Selasa

ibu

Suatu hari, ibu pernah berkata serius bahwa ia akan menarik kembali kami ke dalam rahimnya. Harus, kata ibu dengan suara bergetar. Kami menatap perut ibu. Melihat perutnya yang mengendur, seperti kue bolu gagal.

Tempat kami bukan di sini. Begitu menurut ibu sambil jari telunjuknya melingkar-lingkar di udara. Ibu lalu menunjuk rahimnya. Kalian lebih aman di sini, kata ibu.

Kami, anak-anak culun, masih pendek-pendek, menatap ibu tanpa ekspresi. Kami tidak bertanya mengapa ibu ingin mengembalikan kami ke rahimnya. Kami tidak tahu ibu bicara apa sebenarnya. Kami hanya diam, melihat ibu mengusap-usap perutnya. Hari itu, malam merambat lebih pelan dari biasanya dan pekat selamanya menyelimuti hati ibu.

--
Ibu tertidur di atas dipan cokelat. Rambut putihnya jatuh berantakan di wajahnya. Bibir cokelatnya bergerak-gerak. Lalu terdengar bunyi gigi bergemeretak. Hampir pukul 03.00, ibu terbangun lalu mengaji lama sambil sesunggukan. Nyamuk-nyamuk bersimpati pada ibu dan memberinya banyak ciuman merah di pipi ibu. Kami terbangun dan menghampiri ibu.
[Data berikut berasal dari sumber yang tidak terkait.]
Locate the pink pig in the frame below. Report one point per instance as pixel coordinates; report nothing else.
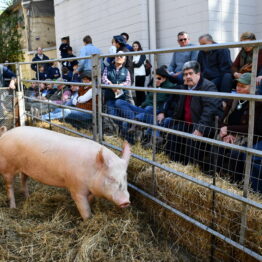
(83, 166)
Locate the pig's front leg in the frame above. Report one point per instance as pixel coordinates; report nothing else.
(82, 204)
(9, 184)
(24, 178)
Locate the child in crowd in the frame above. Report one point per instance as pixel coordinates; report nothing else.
(53, 71)
(64, 47)
(76, 75)
(42, 75)
(70, 64)
(67, 74)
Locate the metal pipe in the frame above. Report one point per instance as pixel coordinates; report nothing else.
(189, 135)
(198, 224)
(248, 162)
(192, 179)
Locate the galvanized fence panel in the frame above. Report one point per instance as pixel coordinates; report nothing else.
(212, 218)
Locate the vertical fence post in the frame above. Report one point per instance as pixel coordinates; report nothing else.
(95, 83)
(154, 131)
(250, 144)
(20, 96)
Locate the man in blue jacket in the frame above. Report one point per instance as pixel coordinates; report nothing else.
(215, 64)
(40, 56)
(7, 73)
(179, 58)
(87, 50)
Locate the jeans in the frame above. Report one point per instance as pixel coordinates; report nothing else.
(223, 83)
(58, 113)
(78, 119)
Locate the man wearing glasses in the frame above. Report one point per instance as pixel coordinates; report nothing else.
(179, 58)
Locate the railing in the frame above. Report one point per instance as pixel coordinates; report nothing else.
(237, 241)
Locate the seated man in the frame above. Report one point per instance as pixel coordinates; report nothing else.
(179, 58)
(83, 100)
(234, 130)
(215, 65)
(192, 114)
(60, 96)
(7, 73)
(144, 113)
(116, 74)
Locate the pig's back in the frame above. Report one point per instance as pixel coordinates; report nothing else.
(49, 157)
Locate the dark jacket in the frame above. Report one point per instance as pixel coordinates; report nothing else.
(70, 64)
(129, 62)
(53, 73)
(244, 58)
(36, 58)
(203, 109)
(161, 98)
(236, 120)
(63, 50)
(42, 76)
(214, 63)
(5, 72)
(116, 77)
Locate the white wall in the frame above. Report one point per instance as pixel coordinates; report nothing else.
(101, 19)
(225, 20)
(174, 16)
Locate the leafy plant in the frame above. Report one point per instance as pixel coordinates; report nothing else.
(10, 35)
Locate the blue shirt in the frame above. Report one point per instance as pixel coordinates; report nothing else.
(87, 50)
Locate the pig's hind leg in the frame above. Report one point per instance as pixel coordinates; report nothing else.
(9, 184)
(24, 184)
(82, 204)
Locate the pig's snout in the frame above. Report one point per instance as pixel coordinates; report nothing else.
(125, 204)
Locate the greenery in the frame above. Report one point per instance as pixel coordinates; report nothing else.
(10, 35)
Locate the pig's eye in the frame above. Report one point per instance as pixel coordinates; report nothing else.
(110, 179)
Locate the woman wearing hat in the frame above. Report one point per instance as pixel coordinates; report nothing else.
(243, 61)
(121, 46)
(234, 130)
(144, 113)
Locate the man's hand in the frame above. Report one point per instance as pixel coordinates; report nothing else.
(223, 131)
(237, 75)
(197, 133)
(259, 78)
(229, 139)
(12, 84)
(160, 117)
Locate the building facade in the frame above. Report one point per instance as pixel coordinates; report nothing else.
(155, 23)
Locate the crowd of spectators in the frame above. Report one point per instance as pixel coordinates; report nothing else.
(211, 70)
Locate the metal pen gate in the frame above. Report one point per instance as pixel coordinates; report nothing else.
(239, 240)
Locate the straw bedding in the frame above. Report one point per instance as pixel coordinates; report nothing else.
(47, 226)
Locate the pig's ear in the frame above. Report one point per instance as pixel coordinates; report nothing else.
(126, 152)
(3, 129)
(100, 160)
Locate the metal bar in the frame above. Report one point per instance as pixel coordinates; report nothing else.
(162, 90)
(254, 43)
(248, 162)
(95, 74)
(188, 135)
(190, 92)
(193, 180)
(56, 82)
(198, 224)
(154, 131)
(57, 105)
(62, 127)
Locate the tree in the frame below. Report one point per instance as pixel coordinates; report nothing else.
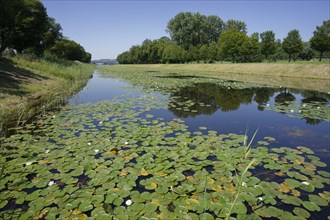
(268, 44)
(8, 21)
(31, 25)
(214, 28)
(173, 54)
(235, 25)
(307, 52)
(321, 38)
(70, 50)
(251, 49)
(292, 44)
(192, 29)
(231, 44)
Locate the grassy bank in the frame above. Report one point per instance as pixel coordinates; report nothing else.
(310, 76)
(31, 87)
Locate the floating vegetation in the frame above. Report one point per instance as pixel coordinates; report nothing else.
(115, 160)
(192, 94)
(313, 112)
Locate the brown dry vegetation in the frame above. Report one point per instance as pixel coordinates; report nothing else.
(313, 76)
(30, 87)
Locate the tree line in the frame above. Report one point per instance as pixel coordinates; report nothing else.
(26, 28)
(198, 38)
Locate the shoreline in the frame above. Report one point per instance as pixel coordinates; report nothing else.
(314, 76)
(30, 88)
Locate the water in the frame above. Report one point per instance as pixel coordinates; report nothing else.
(228, 110)
(103, 152)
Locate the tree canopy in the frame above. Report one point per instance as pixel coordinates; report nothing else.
(188, 28)
(292, 44)
(321, 38)
(198, 38)
(26, 27)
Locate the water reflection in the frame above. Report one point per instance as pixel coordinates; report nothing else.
(207, 98)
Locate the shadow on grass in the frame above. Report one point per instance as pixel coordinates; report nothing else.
(12, 78)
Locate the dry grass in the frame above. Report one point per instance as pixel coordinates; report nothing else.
(309, 76)
(31, 87)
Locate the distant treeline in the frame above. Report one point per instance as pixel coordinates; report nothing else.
(25, 28)
(198, 38)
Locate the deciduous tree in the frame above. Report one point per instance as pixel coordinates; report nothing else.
(267, 44)
(292, 44)
(321, 38)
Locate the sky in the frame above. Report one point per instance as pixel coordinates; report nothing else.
(106, 28)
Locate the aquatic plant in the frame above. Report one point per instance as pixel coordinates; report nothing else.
(141, 166)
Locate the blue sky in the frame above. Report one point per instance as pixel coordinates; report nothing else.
(107, 28)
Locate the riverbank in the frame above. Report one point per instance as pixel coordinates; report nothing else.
(32, 87)
(310, 76)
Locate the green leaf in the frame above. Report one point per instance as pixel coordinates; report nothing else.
(311, 206)
(85, 206)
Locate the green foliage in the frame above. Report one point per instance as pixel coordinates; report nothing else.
(188, 28)
(7, 21)
(268, 44)
(232, 24)
(292, 44)
(26, 27)
(321, 38)
(69, 50)
(30, 26)
(231, 44)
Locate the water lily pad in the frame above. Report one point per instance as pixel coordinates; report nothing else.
(301, 212)
(311, 206)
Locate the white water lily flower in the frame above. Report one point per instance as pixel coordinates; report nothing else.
(305, 183)
(51, 183)
(128, 202)
(29, 163)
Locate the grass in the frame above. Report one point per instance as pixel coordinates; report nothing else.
(31, 87)
(303, 75)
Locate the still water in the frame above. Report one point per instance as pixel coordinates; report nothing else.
(228, 110)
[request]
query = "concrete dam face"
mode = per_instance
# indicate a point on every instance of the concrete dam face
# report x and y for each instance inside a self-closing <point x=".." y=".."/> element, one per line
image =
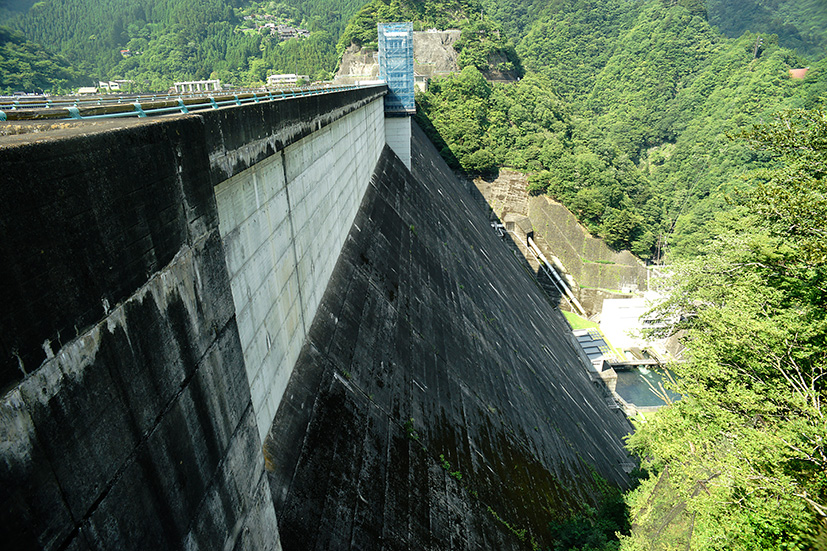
<point x="254" y="328"/>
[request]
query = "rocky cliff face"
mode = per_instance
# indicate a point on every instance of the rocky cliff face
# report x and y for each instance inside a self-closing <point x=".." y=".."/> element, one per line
<point x="434" y="55"/>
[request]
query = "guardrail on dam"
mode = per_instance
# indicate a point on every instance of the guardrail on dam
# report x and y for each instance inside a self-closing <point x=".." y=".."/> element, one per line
<point x="128" y="420"/>
<point x="254" y="326"/>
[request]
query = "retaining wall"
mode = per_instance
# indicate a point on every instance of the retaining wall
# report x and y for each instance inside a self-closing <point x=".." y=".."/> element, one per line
<point x="127" y="420"/>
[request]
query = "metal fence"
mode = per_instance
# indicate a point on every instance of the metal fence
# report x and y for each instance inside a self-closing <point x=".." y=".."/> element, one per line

Ibu kemudian berhenti mengaji, meninggalkan lembaran kertas Al-quran yang menjadi tembus pandang terkena air mata. Ibu menatap kami satu-satu. Dan berhenti pada si hitam, anaknya yang pertama, kakak kami. Ibu bergeming, hanya air matanya yang bicara. Matanya meleleh, seperti lilin yang dibakar. Ah, dan sesungguhnya hati ibu pun terbakar.

Si hitam lalu bergerak, memeluk kencang tubuh ibu yang selalu harum. Ia mencium pipi ibu yang basah dan memeluknya terus. "Kami akan baik-baik saja, bu. Doakan saja kami," si hitam berbisik di telinga ibu. Ibu mengangguk pelan lalu meminta kami keluar.

Doa ibu subuh itu adalah agar kami kembali ke dalam rahimnya.